Last season, Chelsea dropped valuable points whilst in the midst of an injury crisis. Then, their biggest losses were captain John Terry and keeper Petr Cech - but they also had key injuries to Joe Cole, Arjen Robben, Ashley Cole and central defensive cover Khalid Boulahrouz. The problem this season, even before a ball has been kicked in anger, seems far more widespread and potentially just as costly.

It's vital for all teams to get away to a good start in the new campaign, particularly when you look at Manchester United's fixtures and can't really seeing them losing until perhaps November. With Arsenal having an excellent pre-season, and Liverpool having improved their stock of strikers, Chelsea are in danger of getting caught in the starting blocks.

Not only do the Blues again have Terry out of action, probably for a month, and Wayne Bridge sidelined until late October, but there are current injuries to last season's entire strike force of Andriy Shevchenko, Didier Drogba and Salomon Kalou. Behind them Michael Ballack, Claude Makelele, Robben and Paolo Ferreira are also out of action, and Ashley Cole, Glen Johnson, John Obi Mikel, Michael Essien and Frank Lampard are all either carrying knocks or are just returning from them. I'm not quite sure why both Lampard and Terry were playing pre-season games with broken toes, but if it was a gamble then it had better pay off.

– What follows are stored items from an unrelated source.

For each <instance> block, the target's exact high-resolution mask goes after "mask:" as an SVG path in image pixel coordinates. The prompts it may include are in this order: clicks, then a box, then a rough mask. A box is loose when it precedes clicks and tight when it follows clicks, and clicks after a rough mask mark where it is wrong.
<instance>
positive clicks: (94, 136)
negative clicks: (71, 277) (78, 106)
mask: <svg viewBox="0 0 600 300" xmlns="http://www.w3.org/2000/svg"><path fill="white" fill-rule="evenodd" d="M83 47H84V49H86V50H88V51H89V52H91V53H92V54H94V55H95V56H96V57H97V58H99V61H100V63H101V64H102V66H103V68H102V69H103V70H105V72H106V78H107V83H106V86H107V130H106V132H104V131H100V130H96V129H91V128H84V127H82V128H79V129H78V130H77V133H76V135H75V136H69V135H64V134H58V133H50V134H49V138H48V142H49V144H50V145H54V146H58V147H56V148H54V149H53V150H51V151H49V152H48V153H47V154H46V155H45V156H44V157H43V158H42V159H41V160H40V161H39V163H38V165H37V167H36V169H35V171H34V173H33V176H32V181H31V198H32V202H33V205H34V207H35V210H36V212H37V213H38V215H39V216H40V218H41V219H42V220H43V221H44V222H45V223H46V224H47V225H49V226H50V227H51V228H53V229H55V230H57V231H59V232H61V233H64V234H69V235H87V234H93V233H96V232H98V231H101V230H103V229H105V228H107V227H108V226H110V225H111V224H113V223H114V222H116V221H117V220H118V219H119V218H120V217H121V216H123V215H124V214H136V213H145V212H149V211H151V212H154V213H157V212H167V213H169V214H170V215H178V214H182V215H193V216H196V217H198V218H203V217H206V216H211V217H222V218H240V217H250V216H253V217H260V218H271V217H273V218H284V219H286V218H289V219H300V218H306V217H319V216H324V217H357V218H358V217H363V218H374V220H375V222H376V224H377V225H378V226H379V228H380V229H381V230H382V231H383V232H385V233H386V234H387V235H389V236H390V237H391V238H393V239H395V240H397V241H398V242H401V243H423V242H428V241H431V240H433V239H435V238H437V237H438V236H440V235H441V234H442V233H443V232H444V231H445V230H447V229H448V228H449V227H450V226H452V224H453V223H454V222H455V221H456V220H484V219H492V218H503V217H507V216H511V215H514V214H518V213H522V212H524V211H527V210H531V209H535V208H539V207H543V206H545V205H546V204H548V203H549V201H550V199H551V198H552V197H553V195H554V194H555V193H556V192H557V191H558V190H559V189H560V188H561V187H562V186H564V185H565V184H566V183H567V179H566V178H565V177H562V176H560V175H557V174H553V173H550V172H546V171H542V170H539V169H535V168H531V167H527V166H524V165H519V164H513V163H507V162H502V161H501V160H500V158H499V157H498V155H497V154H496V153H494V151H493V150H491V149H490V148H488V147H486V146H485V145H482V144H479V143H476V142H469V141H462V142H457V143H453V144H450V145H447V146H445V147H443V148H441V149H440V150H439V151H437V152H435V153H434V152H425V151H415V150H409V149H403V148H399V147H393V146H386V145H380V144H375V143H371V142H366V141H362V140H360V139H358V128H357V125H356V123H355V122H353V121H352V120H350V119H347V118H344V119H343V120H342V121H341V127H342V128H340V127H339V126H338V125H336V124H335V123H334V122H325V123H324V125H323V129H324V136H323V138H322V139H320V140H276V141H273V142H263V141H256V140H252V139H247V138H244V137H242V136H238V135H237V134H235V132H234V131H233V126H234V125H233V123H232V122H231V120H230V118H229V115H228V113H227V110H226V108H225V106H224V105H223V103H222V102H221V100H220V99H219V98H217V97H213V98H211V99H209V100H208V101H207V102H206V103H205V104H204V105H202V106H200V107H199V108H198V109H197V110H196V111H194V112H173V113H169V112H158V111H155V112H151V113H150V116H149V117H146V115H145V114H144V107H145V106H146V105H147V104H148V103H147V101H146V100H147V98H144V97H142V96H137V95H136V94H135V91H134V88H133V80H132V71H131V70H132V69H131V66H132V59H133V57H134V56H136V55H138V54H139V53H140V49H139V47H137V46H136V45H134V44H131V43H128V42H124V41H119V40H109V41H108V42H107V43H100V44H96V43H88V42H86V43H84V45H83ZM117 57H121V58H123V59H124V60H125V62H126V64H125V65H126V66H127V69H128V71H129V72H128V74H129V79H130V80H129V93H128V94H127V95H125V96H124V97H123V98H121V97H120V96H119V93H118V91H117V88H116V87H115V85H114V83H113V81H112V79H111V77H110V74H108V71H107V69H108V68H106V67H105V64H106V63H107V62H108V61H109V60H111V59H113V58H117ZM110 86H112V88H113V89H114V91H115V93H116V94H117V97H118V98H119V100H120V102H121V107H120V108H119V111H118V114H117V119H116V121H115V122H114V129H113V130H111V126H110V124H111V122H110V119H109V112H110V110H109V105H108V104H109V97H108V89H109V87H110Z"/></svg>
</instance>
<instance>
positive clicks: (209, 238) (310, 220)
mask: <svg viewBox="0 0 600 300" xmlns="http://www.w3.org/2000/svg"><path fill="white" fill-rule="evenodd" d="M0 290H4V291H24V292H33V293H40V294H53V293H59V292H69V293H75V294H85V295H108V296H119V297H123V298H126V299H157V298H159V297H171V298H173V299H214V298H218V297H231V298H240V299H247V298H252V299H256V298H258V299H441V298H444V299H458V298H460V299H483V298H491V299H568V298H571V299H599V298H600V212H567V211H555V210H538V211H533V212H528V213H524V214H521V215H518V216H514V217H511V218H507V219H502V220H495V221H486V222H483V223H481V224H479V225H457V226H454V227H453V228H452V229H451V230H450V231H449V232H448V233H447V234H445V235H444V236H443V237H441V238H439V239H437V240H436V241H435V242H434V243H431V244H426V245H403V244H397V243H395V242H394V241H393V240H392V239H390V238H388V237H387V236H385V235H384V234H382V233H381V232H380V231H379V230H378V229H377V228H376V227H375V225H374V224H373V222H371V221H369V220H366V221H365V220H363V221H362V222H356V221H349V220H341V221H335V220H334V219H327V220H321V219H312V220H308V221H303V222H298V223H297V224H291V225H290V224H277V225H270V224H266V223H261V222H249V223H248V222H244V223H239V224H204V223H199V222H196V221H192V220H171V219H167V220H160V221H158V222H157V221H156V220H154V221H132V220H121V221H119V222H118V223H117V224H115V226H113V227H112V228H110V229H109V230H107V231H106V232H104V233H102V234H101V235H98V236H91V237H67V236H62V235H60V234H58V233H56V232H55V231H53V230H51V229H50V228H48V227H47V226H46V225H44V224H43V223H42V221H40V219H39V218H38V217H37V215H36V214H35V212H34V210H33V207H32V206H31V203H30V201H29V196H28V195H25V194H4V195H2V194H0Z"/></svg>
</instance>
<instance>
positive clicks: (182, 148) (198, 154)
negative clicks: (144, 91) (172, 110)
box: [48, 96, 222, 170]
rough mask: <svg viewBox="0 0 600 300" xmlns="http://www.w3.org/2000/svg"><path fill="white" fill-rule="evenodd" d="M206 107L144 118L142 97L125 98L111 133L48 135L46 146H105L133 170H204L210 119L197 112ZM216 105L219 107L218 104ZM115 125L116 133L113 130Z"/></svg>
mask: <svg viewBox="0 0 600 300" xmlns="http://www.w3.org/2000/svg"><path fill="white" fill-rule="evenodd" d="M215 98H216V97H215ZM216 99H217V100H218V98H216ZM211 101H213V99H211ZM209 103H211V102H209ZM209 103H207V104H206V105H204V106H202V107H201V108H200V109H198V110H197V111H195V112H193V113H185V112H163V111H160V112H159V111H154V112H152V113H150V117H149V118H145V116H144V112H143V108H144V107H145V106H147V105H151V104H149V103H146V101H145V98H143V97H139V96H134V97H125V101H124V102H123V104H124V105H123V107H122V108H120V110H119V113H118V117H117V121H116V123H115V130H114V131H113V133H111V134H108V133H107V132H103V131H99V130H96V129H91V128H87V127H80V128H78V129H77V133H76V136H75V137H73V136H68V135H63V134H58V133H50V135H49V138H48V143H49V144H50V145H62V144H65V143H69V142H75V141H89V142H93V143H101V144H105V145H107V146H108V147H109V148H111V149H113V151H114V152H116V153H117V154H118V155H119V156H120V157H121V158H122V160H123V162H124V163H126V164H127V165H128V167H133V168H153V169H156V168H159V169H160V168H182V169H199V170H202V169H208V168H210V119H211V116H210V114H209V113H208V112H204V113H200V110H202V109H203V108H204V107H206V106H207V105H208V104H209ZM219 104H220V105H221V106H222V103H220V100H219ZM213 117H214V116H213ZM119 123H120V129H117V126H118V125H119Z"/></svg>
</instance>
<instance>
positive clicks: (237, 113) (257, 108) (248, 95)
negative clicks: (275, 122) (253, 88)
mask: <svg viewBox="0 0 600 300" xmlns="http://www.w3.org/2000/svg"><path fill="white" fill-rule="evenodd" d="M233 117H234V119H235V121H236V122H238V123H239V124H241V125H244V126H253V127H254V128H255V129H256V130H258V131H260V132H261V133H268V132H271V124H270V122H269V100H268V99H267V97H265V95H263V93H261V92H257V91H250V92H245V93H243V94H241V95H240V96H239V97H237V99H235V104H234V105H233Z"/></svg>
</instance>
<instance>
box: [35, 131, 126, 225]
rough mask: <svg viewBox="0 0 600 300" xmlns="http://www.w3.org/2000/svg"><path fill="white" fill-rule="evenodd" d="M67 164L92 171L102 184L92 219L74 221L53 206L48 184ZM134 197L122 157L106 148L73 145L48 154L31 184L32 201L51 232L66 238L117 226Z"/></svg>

'Chelsea need to be resilient during this injury crisis and look for hard-fought narrow victories'


It's quite likely that this Sunday's opener against Birmingham City will see Chelsea field a team with at least six changes from the side that started the FA Cup Final – all of them enforced. To be sure, Jose Mourinho will cite injuries as the reason if the Blues do get off to a bad start, but as with last season, it will be a reason rather than an excuse. Chelsea have resources in depth, but could any team afford to have that many unfit players and still expect to compete at the top of the Premier League?

As the last few seasons have shown, a top-four team that gets away to the best start will probably go on to be successful, because with the top teams losing so few games over the course of a season, it's very hard to claw lost points back. It seems hard to believe, but in the last three seasons, Chelsea have lost just nine Premier League games, and even lost the fewest last season. What cost them dear was too many draws, which mostly came about as the result of those injury-riddled games.

Chelsea need to be resilient and pragmatic once more during this fresh injury crisis, look once again for the hard-fought narrow victories, and then hope to be still in the mix when they have a full squad to choose from. Only then will we see whether this Chelsea side are going to be more attacking. And successful at it.